Super Mario World 2: Yoshi's Island

1995 · Platform · SNES

Overview

Yoshi's Island was a radical visual and mechanical departure from the main Mario series. The crayon-and-watercolour art style combined with a gameplay system in which Yoshi carries Baby Mario, temporarily losing him when hit rather than dying, created a game of distinctive identity. It is the SNES game most admired for visual design.

Deep Dive

Yoshi's Island was directed by Takashi Tezuka at Nintendo EAD and used the Super FX 2 chip to achieve its hand-drawn visual aesthetic. The chip handled the sprite scaling and rotation required to display the game's animated enemies and environments with the organic irregularity of hand-drawn art. The gameplay design — in which Yoshi, not Mario, was the player character — inverted the usual relationship: Yoshi protected Mario rather than Mario being the agent.

Developer Story

Yoshi's Island was developed by Nintendo EAD under director Takashi Tezuka as both a technical showcase for the Super FX 2 chip and an artistic response to Rare's Donkey Kong Country.
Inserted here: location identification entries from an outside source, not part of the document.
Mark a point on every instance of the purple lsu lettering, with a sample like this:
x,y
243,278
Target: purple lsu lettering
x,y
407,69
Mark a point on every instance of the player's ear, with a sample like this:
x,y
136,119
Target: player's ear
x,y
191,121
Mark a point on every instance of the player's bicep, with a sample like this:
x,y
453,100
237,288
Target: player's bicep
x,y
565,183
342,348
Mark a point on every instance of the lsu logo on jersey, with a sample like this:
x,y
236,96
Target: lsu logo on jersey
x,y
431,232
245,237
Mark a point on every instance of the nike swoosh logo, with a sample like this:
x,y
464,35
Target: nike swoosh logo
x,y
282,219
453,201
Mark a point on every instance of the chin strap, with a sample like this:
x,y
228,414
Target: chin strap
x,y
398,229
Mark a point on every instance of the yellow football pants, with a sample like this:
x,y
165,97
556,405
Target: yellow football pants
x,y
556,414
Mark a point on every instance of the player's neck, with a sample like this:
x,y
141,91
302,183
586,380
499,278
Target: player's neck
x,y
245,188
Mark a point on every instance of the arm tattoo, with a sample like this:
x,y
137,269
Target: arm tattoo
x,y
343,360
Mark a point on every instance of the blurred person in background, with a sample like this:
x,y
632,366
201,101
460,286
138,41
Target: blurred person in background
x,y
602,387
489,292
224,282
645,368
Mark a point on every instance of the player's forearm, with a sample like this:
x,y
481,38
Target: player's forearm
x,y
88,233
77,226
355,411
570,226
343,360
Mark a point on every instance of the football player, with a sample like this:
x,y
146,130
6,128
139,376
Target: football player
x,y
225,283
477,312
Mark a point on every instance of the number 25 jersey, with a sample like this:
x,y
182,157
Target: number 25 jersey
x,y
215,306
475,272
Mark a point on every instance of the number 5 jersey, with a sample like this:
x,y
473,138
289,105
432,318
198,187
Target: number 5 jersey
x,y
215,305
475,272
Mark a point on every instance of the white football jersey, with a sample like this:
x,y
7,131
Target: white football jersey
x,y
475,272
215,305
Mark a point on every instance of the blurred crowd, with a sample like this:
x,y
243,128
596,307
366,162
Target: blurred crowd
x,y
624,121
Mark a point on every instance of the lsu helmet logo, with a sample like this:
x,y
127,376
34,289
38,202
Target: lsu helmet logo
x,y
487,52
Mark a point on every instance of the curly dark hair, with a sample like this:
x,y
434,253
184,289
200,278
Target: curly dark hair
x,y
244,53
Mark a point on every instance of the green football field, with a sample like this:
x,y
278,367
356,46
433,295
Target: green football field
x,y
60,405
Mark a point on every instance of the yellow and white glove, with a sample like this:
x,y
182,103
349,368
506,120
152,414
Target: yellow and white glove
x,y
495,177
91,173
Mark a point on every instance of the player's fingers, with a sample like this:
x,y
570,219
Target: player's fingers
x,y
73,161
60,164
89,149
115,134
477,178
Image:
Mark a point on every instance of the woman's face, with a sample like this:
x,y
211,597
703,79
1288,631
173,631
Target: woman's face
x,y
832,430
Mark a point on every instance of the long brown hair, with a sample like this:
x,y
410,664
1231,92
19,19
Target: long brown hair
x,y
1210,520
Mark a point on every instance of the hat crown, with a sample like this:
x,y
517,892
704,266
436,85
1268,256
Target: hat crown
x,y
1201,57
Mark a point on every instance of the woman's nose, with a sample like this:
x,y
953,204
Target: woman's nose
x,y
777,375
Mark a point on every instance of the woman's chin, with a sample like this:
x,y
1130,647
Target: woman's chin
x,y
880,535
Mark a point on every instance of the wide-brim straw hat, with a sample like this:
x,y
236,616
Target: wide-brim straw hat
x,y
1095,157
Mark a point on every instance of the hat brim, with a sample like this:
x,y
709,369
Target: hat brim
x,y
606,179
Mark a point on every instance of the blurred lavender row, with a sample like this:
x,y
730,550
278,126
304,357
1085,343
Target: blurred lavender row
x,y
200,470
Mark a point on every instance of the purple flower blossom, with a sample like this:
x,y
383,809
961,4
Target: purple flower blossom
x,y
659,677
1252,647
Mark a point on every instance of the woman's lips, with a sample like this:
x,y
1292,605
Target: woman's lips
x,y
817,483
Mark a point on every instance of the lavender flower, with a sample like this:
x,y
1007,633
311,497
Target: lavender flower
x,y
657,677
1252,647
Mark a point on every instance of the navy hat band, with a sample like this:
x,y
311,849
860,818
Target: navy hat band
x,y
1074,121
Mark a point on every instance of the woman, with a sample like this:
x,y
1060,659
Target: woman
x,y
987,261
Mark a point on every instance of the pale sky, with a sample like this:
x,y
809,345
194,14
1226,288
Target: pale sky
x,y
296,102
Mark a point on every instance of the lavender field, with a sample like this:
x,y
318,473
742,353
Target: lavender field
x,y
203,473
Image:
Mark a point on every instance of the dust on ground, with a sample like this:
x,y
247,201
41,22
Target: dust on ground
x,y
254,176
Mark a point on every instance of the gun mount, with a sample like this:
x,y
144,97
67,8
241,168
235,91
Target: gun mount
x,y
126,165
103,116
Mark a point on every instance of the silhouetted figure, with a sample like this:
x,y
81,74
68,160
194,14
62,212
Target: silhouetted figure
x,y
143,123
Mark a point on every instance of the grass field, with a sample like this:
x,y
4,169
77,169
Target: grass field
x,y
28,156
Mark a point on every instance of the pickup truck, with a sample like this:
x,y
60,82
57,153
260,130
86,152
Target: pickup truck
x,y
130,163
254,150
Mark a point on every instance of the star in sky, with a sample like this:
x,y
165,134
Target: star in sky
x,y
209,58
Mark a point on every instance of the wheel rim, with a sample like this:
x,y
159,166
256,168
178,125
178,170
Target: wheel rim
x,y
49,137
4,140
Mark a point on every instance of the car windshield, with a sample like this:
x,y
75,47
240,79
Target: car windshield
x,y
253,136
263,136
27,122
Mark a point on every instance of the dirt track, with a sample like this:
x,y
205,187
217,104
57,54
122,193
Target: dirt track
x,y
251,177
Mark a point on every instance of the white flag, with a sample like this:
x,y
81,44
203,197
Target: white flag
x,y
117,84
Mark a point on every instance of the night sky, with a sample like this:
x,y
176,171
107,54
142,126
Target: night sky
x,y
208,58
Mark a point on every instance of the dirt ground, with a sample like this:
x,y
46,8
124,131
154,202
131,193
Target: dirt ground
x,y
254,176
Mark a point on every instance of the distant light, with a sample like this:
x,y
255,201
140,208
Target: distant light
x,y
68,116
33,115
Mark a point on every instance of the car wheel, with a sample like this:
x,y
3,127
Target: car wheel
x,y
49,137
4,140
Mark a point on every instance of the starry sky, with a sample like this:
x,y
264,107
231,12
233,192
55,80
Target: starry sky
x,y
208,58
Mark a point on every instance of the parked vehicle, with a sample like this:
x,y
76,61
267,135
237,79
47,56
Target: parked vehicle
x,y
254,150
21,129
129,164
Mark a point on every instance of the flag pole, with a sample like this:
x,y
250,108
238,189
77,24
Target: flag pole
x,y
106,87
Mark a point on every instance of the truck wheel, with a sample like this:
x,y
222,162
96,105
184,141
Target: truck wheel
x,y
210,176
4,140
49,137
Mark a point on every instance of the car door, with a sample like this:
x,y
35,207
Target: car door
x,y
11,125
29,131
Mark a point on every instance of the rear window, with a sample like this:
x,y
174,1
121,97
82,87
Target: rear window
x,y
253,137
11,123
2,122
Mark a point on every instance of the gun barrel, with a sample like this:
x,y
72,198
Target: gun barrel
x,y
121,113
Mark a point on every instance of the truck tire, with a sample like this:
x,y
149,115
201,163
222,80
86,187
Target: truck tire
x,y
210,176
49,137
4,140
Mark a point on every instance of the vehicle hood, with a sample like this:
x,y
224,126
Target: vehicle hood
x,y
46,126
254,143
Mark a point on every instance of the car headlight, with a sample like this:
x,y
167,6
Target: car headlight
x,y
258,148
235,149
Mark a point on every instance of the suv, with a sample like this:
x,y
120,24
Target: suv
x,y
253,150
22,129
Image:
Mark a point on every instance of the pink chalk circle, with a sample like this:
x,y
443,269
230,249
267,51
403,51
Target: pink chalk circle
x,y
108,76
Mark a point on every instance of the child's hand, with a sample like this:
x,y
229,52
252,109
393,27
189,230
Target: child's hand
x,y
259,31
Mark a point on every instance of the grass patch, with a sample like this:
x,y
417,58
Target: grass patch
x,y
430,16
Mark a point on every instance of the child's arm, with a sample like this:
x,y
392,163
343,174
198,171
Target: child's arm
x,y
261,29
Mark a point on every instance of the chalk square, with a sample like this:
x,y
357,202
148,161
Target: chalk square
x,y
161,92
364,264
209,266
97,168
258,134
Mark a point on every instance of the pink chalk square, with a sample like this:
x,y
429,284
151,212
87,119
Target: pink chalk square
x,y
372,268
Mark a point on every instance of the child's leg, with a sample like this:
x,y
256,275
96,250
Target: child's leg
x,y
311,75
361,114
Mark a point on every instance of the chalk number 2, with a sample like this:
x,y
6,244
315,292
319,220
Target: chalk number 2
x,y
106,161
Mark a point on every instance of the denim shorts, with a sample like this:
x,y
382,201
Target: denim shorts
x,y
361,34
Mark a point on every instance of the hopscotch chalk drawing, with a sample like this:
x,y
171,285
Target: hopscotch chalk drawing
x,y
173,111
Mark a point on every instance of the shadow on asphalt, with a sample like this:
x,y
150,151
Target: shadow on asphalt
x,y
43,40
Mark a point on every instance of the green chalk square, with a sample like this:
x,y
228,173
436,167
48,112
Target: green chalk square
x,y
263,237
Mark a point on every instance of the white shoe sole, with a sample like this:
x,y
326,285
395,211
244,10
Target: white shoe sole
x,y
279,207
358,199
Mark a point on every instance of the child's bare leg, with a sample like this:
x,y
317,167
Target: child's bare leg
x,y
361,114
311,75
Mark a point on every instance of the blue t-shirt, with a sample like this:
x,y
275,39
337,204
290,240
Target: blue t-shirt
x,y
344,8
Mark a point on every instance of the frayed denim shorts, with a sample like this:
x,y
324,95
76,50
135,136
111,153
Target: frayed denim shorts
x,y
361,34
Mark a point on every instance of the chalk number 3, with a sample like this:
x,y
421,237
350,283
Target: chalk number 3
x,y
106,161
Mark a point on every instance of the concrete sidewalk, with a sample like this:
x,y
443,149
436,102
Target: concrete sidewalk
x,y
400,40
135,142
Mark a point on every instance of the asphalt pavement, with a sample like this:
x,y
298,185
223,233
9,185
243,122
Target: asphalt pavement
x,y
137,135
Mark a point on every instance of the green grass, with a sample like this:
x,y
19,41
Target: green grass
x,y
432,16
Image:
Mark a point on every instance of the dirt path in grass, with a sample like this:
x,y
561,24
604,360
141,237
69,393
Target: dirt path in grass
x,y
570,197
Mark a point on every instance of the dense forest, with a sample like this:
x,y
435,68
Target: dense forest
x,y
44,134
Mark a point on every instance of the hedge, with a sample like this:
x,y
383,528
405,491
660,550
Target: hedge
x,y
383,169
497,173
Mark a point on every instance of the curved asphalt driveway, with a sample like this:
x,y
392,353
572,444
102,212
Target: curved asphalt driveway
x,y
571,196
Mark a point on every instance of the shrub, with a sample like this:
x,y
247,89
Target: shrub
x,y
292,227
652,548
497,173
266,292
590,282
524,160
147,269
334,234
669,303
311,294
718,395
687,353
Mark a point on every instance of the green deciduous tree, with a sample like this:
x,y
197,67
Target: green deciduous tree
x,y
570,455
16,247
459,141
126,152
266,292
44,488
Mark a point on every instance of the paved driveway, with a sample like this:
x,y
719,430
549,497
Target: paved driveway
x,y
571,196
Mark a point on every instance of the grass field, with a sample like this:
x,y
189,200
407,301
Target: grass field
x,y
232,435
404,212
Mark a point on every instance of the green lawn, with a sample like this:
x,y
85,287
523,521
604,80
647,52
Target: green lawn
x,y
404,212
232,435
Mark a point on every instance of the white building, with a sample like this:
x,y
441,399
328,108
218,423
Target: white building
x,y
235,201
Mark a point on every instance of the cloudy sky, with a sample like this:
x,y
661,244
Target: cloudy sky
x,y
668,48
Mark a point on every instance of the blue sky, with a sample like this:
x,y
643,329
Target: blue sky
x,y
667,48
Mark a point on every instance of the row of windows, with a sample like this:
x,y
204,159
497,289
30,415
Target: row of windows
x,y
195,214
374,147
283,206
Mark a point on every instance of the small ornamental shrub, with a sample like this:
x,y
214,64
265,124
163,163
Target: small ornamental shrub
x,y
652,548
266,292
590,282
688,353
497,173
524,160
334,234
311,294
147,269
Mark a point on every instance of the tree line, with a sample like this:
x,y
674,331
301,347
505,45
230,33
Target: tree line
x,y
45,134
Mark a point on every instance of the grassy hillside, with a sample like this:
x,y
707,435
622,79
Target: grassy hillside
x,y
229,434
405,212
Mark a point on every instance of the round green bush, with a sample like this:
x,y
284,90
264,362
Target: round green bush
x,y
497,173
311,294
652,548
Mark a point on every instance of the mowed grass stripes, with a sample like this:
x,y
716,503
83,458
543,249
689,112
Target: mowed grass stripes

The game took approximately two years to develop and launched in Japan in August 1995.

Did You Know?

  • Yoshi's Island was developed in response to concerns that Donkey Kong Country's pre-rendered 3D graphics would make SNES games look outdated — Nintendo responded with a deliberately hand-drawn aesthetic.
  • The crying that plays when Baby Mario is separated from Yoshi was specifically designed to be annoying enough to motivate players to rescue him quickly.
  • The game's final boss sequence was designed as a demonstration of the Super FX 2 chip's sprite scaling capability.
  • Yoshi's Island introduced the Flutter Jump — holding the jump button to extend airtime — that became a staple of Yoshi's subsequent games.